Garth Davis makes an impressive directorial debut and I hope this is the beginning of a wonderful film career for him. Lion (2016) is based on the book A Long Way Home by Saroo Brierley and Larry Buttrose. I have added it to my reading list.
Lion (2016) begins in 1980s India. Saroo follows his older brother Guddu to do some late night coal gathering work on the train lines. Guddu leaves him to sleep on a bench whilst he goes off to do the work. Saroo awakens and discovers that his brother has not come to collect him.
He boards a train carriage which he gets stuck on that takes him thousands of kilometres away from his village. Being so young, he does not know his surname, his mother’s name and claims to be from “Ginestlay”. It’s a town that is not on the map.
He is taken to a police station by a kind stranger. The police are unable to trace his family, so he is placed in an orphanage. Eventually he is told that an Australian family in Tasmania intends on adopting him. He travels to Australia and becomes the foster child of Sue (Nicole Kidman) and John (David Wenham)

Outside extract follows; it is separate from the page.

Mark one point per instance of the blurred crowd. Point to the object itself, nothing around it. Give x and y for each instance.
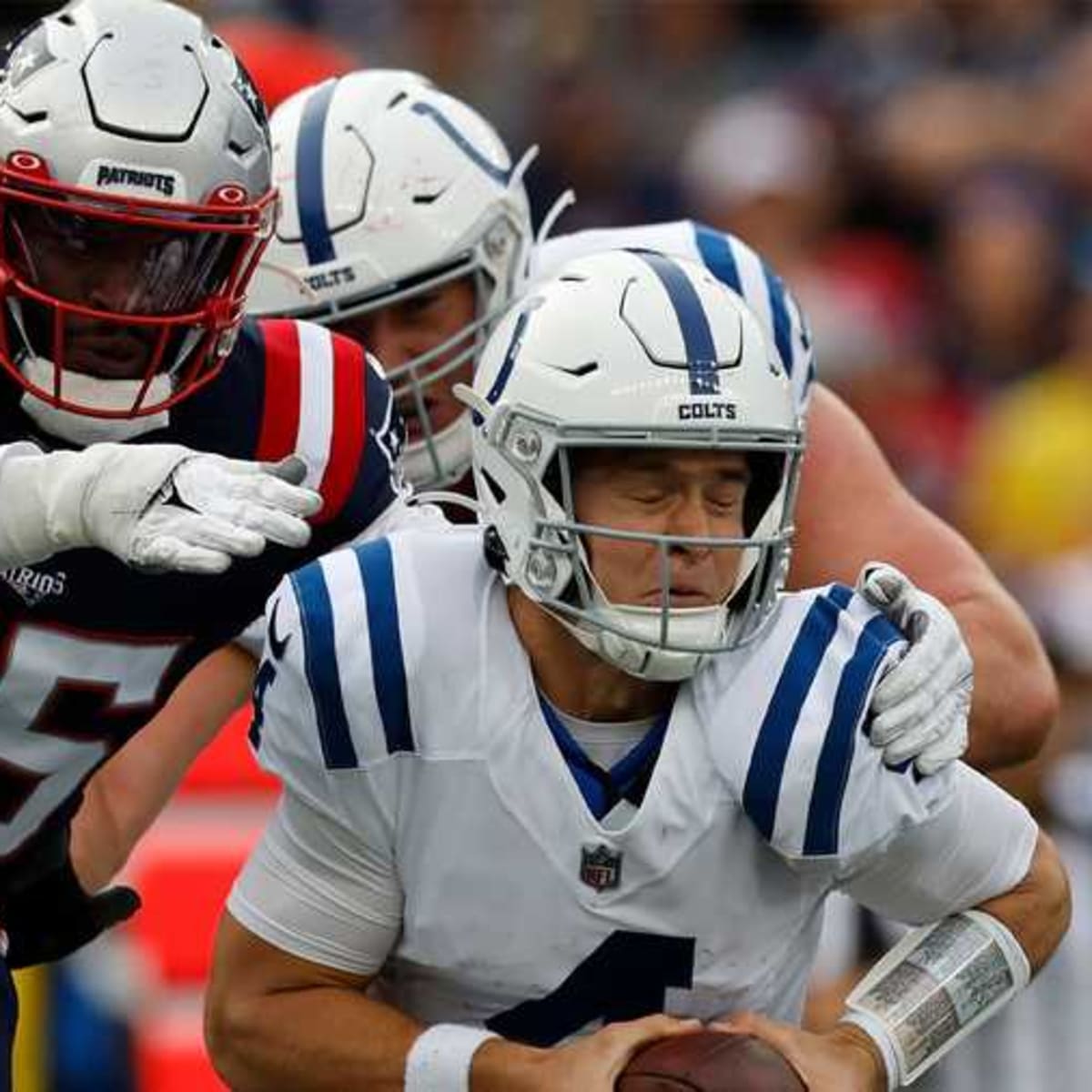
(918, 170)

Twenty years later Saroo (Dev Patel) moves to Melbourne to study hotel management. His Indian culture seems foreign to him. He knows nothing about it. He begins a relationship with Lucy (Rooney Mara).
However, as time goes on he becomes more and more intent on tracking his birth mother and real brother. Faint but distinct memories from his past continue to resurface. They propel him to use Google earth technology to assist him in tracking down the location of his birth place and the town that somehow doesn’t seem to exist.
Will he find the town? Will locating his birth mother and brother give him the closure that he needs?
Lion (2016) is beautifully shot. The Indian and Tasmanian locations are vibrant and enthralling. The story itself is simple but effective. It’s difficult not to get swept up in the story and feel the emotions that film permeates.
We feel for Saroo and hope that he is able to eventually locate his family and that it will be a happy ending for all. Lion (2016) manages to be engrossing due to the emotion that is channelled technically via cinematography and editing. There is a beautiful melancholy to it.
The Indian segment is especially good. The young boy that plays Saroo has a good presence. Dev Patel does a good job portraying Saroo as a young adult.
I enjoyed his performance in Slumdog Millionare and The First Exotic Marigold Hotel and I wondered whether he would follow it up with something worthy. His performance aids in the film’s engrossing quality
However the major stand out in the film is Nicole Kidman! The film belongs to her. She holds the film together and elevates to a position that would not have been possible otherwise. Her performance is beautifully heartbreaking yet emotionally raw.
Kidman is a magnificent actress and completely embodies her characters. She seeps into the skin and soul of Sue Brierley. Hence, she seeps into the skin and soul of the audience.
Lion (2016) is yet another impressive role for Kidman to add to her list of impressive, varied, and challenging roles. It joins To Die For, Portrait of a Lady, Eyes Wide Shut, The Others, The Hours, Dogville, Birth, The Paperboy, Stoker, Rabbit Hole and and The Railway Man.
The only sour note comes from Rooney Mara and her character. Both Mara and her character are uninteresting and forgettable. A stronger actress and some extra attention to the creation and development of the character would have been idea.
However, this does not ruin the experience. Lion (2016) is worthwhile film. It will do well during award season and I am struggling to decide whether Kidman or Viola Davis (Fences) should get the Oscar for best supporting actress.